This guide covers every message type, shows you the underlying structure, and teaches you the trimming, filtering, and serialization patterns that production chat applications require.
If you're building a full conversation system, the Build AI chatbot Python and AI agent memory and planning guides expand on these fundamentals.
Why Message Types Matter
Under the hood, every chat model API receives a list of messages with roles. OpenAI's format looks like this:
[
{"role": "system", "content": "You are a helpful assistant."},
{"role": "user", "content": "What's the capital of France?"},
{"role": "assistant", "content": "The capital of France is Paris."},
{"role": "user", "content": "What's its population?"}
]
LangChain's message classes map to these roles.

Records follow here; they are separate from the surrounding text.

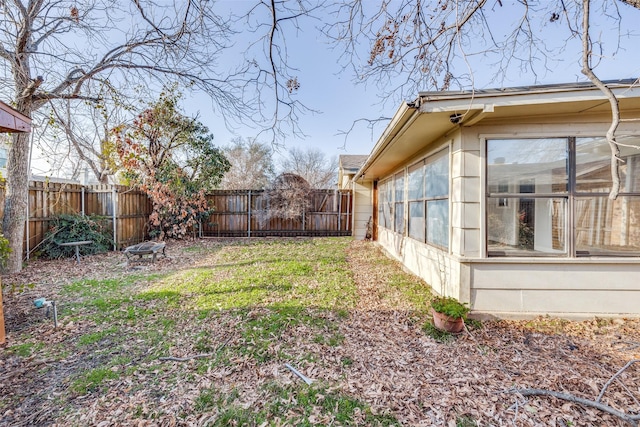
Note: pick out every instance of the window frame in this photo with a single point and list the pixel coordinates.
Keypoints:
(572, 196)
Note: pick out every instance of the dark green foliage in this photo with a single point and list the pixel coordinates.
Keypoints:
(450, 306)
(73, 228)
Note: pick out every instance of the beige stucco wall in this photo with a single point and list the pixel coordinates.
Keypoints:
(514, 287)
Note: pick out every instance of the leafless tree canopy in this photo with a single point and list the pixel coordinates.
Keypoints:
(406, 46)
(286, 198)
(251, 165)
(311, 164)
(74, 50)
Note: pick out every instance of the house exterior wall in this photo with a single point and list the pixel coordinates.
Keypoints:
(362, 207)
(513, 286)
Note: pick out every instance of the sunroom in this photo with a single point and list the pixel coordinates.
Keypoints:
(500, 198)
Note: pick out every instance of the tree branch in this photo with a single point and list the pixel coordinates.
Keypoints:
(613, 378)
(613, 102)
(628, 418)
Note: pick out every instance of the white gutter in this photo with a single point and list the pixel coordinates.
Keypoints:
(390, 134)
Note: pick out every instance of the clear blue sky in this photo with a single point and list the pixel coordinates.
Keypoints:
(325, 87)
(330, 90)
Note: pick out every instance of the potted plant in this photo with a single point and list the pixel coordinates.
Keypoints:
(449, 314)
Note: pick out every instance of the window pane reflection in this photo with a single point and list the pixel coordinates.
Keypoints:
(593, 165)
(607, 226)
(526, 226)
(539, 161)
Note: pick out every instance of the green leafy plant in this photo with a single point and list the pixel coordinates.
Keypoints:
(170, 157)
(73, 228)
(450, 306)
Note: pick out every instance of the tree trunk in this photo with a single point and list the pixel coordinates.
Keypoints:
(16, 197)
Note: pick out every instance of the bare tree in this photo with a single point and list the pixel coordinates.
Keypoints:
(251, 165)
(60, 50)
(79, 139)
(312, 165)
(414, 46)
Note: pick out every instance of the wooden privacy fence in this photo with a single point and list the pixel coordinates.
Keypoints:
(126, 211)
(238, 213)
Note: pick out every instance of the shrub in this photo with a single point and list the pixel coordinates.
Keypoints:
(73, 228)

Using the correct class ensures LangChain serializes the right role field when calling the model. Use the wrong class and the LLM receives a garbled conversation structure.

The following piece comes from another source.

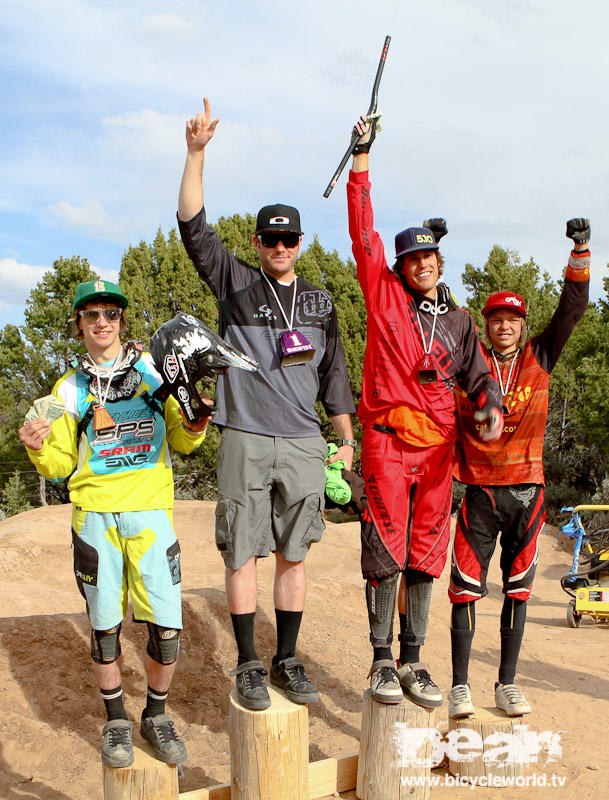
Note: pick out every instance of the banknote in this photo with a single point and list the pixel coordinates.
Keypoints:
(47, 407)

The Five Message Types at a Glance
from langchain_core.messages import (
SystemMessage,
HumanMessage,
AIMessage,
FunctionMessage, # legacy
ToolMessage # modern standard
)
| Class | Role | Purpose | Use Case |
|---|---|---|---|
| SystemMessage | system | Instructions and persona | Setting behavior, constraints, tone |
| HumanMessage | user | User input | User utterances in conversation |
| AIMessage | assistant | Model output | Previous assistant responses |
| ToolMessage | tool | Tool execution result | Tool/function call outputs |
| FunctionMessage | function | Legacy function result | Old function-calling API (deprecated) |
Message Type 1: SystemMessage
SystemMessage defines the assistant's behavior, persona, knowledge boundaries, and response style. It's almost always the first message in the list.
from langchain_core.messages import SystemMessage
from langchain_openai import ChatOpenAI
llm = ChatOpenAI(model="gpt-4o")
# Basic system message
system = SystemMessage(content="You are a helpful customer support agent for TechCorp. You only answer questions about TechCorp products. If asked about anything else, politely redirect to TechCorp topics.")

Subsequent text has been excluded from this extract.